At the beginning of a sprint, we estimated we could work 6 hours a day, with 2 hours for email and meetings. How many stories can we put in a sprint? Well, we've got two weeks, that's six hours times 10 days equals 60 hours of work per developer.
But our estimates were always way low for the work, about half of what they should be. Frustration mounted as we missed features due to poor estimations. Slowly, like a rattler sneaking up on a rat, I realized the problems with estimating in hours.
When estimating hours we miss these eight bloodsucking ticks:
1. Additional parts of the task we didn't think about.
2. Some tasks are harder than we thought.

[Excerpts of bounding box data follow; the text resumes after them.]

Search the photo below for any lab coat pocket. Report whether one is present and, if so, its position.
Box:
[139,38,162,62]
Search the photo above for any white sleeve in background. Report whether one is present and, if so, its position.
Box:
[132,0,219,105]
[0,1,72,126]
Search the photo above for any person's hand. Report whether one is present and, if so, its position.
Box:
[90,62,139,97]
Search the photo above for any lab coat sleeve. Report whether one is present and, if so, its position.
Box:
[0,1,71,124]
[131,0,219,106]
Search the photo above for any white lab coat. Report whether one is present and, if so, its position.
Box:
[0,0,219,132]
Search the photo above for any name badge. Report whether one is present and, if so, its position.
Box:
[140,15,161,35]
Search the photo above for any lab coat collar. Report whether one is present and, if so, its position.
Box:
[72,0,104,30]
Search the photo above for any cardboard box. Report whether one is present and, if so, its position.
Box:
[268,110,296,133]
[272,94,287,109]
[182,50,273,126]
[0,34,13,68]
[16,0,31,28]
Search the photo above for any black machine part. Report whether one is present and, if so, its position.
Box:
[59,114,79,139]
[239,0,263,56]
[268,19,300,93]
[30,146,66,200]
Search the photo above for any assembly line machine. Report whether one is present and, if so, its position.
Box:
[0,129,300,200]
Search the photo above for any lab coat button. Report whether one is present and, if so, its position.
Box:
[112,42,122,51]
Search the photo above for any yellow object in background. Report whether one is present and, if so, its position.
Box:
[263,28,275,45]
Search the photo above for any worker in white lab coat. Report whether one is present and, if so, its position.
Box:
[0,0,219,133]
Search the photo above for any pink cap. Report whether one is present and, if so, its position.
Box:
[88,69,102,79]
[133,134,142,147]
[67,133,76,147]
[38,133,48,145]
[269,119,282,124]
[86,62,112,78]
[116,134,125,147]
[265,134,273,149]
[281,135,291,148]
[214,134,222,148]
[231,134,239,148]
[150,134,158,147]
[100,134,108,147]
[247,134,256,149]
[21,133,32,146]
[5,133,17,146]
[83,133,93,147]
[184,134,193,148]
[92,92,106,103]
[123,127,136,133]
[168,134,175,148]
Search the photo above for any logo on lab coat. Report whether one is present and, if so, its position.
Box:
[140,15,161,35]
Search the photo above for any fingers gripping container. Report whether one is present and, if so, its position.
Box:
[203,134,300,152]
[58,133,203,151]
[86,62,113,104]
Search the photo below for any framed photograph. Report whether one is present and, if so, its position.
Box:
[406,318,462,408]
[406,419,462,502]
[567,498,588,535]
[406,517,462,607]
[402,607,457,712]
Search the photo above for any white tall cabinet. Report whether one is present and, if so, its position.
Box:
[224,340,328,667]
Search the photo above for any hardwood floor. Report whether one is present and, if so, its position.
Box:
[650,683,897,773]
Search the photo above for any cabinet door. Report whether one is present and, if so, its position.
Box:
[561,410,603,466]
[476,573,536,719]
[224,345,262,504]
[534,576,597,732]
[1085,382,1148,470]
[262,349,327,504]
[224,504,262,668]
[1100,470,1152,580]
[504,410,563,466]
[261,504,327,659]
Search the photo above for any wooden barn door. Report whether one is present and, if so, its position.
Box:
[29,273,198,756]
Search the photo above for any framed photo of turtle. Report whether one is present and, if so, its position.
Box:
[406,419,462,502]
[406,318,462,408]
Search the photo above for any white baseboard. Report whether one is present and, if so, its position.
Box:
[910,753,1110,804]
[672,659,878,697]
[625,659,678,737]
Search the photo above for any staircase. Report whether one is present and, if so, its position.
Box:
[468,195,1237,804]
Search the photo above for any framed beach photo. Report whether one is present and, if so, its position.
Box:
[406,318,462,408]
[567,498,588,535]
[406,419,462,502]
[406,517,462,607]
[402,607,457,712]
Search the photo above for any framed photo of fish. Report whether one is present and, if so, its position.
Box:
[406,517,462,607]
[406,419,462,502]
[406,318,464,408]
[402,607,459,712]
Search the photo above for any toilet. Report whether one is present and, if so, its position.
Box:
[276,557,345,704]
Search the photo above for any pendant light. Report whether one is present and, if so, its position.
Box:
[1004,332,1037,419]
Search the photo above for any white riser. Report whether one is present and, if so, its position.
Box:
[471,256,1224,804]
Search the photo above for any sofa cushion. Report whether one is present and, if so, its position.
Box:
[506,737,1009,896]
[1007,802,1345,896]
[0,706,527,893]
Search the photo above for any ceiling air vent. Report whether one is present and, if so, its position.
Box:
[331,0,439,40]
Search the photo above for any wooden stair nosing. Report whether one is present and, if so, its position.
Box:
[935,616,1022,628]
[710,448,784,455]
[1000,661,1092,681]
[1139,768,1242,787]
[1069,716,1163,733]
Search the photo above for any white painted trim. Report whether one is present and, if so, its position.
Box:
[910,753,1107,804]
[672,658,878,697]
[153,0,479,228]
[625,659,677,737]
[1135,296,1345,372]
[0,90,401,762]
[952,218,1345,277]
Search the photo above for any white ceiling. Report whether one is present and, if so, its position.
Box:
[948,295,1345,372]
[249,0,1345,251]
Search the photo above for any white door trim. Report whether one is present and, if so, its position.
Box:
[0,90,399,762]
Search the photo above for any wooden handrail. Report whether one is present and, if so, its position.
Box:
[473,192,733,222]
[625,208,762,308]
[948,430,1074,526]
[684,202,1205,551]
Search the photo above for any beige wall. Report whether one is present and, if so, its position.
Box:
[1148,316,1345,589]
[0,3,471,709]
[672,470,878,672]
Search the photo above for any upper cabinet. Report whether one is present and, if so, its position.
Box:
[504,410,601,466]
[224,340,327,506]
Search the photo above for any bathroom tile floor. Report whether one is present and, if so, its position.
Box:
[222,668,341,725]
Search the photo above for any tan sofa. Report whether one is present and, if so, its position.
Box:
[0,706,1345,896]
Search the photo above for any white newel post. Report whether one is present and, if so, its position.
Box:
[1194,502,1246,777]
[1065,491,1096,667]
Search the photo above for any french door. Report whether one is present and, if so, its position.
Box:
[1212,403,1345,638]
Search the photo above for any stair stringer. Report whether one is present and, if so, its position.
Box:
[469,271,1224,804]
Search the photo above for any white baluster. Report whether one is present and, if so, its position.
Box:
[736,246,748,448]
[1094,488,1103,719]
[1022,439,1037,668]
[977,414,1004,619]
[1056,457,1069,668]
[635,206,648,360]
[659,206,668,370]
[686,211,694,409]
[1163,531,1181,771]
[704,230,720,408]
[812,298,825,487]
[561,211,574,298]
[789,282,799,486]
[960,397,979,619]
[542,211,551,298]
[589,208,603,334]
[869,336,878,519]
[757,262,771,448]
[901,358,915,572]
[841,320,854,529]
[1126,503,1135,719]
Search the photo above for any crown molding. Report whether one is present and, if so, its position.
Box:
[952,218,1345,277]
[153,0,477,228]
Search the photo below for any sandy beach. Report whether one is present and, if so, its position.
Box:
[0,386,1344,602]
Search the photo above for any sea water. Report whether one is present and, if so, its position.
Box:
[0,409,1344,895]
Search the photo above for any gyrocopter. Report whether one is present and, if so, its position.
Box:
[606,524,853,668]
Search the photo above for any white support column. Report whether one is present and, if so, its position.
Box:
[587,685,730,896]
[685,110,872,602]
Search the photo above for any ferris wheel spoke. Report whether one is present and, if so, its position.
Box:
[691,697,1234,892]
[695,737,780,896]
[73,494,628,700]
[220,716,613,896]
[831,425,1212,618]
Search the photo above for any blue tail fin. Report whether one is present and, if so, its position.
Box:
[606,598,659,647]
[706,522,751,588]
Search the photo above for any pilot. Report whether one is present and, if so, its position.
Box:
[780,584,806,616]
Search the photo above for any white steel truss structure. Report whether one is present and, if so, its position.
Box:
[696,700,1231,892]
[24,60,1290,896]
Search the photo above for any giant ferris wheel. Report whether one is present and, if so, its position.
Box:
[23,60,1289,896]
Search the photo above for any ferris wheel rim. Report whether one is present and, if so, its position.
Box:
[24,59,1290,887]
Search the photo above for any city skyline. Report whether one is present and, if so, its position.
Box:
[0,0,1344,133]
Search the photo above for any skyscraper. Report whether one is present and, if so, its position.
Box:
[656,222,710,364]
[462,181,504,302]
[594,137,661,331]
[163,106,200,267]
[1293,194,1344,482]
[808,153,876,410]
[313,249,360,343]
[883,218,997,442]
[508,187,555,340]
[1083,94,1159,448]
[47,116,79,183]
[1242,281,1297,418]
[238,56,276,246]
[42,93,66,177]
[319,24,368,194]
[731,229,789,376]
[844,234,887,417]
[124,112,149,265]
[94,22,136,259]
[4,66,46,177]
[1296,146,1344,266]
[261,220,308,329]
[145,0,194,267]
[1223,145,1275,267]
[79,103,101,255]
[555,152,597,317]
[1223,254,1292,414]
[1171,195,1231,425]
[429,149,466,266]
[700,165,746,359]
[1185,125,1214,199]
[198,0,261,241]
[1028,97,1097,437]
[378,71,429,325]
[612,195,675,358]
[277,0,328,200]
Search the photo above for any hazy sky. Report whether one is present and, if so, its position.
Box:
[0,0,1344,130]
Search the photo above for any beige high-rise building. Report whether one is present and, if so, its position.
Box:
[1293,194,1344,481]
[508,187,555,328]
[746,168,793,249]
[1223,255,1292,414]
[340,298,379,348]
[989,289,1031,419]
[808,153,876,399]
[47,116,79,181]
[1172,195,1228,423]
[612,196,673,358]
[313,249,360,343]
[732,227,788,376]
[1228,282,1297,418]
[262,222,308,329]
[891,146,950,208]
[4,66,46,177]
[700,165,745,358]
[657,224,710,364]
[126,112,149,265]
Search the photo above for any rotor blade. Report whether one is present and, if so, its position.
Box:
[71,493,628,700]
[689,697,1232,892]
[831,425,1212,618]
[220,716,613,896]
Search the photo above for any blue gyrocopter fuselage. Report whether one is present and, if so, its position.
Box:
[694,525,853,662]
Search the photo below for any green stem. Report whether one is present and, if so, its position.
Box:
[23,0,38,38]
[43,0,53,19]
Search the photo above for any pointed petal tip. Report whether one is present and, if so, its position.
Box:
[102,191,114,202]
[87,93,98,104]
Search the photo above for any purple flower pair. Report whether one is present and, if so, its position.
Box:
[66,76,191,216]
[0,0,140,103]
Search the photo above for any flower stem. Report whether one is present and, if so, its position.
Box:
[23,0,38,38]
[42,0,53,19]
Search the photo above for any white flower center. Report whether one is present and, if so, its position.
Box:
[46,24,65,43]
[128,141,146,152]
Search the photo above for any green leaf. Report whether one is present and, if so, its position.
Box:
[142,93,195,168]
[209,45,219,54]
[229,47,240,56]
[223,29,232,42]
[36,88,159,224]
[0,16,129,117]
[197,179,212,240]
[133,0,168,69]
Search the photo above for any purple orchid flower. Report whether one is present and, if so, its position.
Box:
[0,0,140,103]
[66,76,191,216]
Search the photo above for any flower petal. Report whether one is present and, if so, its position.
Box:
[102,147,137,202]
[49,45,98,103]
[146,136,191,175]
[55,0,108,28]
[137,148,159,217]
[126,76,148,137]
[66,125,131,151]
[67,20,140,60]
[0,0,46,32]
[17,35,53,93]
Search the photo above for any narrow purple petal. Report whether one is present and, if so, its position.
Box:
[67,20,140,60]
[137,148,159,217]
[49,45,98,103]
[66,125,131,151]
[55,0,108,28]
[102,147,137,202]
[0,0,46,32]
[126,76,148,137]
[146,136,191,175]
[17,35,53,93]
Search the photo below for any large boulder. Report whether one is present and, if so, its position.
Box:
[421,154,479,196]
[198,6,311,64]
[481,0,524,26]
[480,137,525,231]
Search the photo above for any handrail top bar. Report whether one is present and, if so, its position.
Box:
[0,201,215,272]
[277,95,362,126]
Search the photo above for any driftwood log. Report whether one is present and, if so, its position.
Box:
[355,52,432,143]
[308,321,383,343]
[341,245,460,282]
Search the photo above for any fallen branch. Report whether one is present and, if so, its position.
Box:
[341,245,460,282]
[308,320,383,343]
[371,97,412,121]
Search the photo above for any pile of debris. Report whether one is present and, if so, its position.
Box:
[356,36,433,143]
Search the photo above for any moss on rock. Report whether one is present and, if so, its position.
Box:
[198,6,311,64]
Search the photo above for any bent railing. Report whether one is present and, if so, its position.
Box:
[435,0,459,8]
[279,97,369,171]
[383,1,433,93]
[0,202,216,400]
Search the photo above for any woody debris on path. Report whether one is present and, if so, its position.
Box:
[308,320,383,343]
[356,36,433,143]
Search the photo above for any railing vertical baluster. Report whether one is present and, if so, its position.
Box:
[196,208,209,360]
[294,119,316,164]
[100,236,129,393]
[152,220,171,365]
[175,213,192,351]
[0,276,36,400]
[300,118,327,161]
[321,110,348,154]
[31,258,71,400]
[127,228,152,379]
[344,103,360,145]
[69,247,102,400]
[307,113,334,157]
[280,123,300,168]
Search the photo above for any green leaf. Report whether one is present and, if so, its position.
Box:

3. Task Interruptions. "Hey, I know you are in the middle of a scrum, but production has this huge problem and the big boss says to drop everything and fix it now."
4. Unexpected tool problems. At the most inopportune time, your drive will crash, Visual Studio will get corrupted, and the new guy will demolish the entire Git repository.
5. Too many meetings.
6. Developers are natural optimists. "I really can do that in seven hours."
7. Pride. You don't want to look bad in front of the ScrumMaster (tm) and other developers, so you estimate low hours.
8. No time for bug fixes. QA will find bad code, but we don't estimate time for it.
After seeing hours not working well we switched to story points. How much is a story point worth? We started with a rough guess of half a day. (I know story points are suppose to be complexity, but, ... yeah, whatever, we started with two a day).
After a few sprints we got our velocity - about one story point a day - and it worked well.
The magic of story points is that they subsume the 8 Bloodsucking Ticks of Estimation into them.